Polarization diversity close to the optical bound states in the continuum

TL;DR

This paper demonstrates that polarization states near bound states in the continuum (BICs) in photonic graphene exhibit significant diversity and topological features, enabling advanced control of light polarization for on-chip photonics.

Contribution

It introduces a theoretical framework linking the polarization trajectories around BICs to their topological charges, revealing new polarization phenomena in photonic crystal slabs.

Findings

Observation of C-points near BICs at K point.

Polarization trajectories form closed loops on the Poincare sphere.

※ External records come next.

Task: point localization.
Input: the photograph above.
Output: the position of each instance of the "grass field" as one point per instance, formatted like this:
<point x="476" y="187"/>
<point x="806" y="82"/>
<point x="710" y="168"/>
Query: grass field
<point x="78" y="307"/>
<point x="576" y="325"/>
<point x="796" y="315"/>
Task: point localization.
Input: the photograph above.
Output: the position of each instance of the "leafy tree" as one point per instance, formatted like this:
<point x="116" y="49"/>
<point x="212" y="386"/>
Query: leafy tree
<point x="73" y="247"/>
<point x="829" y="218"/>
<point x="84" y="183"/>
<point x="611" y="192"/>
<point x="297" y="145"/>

Topological charge relates to the winding number of polarization loops.

Abstract

Bound states in the continuum (BICs) realized in two-dimensional (2D) photonic crystal slabs (PhCSs) have attracted considerable attentions, owing to the advantages in the fabrications and on-chip applications. The polarization vortex centered at BICs in the momentum space displayed by the linear polarization vectors of far-field radiation is a striking property of BICs. Here, by constructing BICs at K point in photonic graphenes, we theoretically demonstrate that the far-field polarization states close to BICs can exhibit remarkable polarization diversity. Interestingly, C-points (circular polarizations) close to BIC at K point are observed. Thus, we propose that, along a closed loop enclosing BICs in the momentum space, the trajectory of the far-field polarization states on the shell of the Poincare sphere could provide a general and straightforward means to characterize the topological natures of BICs. The topological charge carried by the BIC can be defined by the half of the winding number of the trajectory around the S3 axis, which is an integer and half integer for the non-degenerate and double-degenerate BICs at K point, respectively. Our findings could open a gateway towards the applications of BICs in lasers with full polarizations and the generation and manipulation of vector beams of light.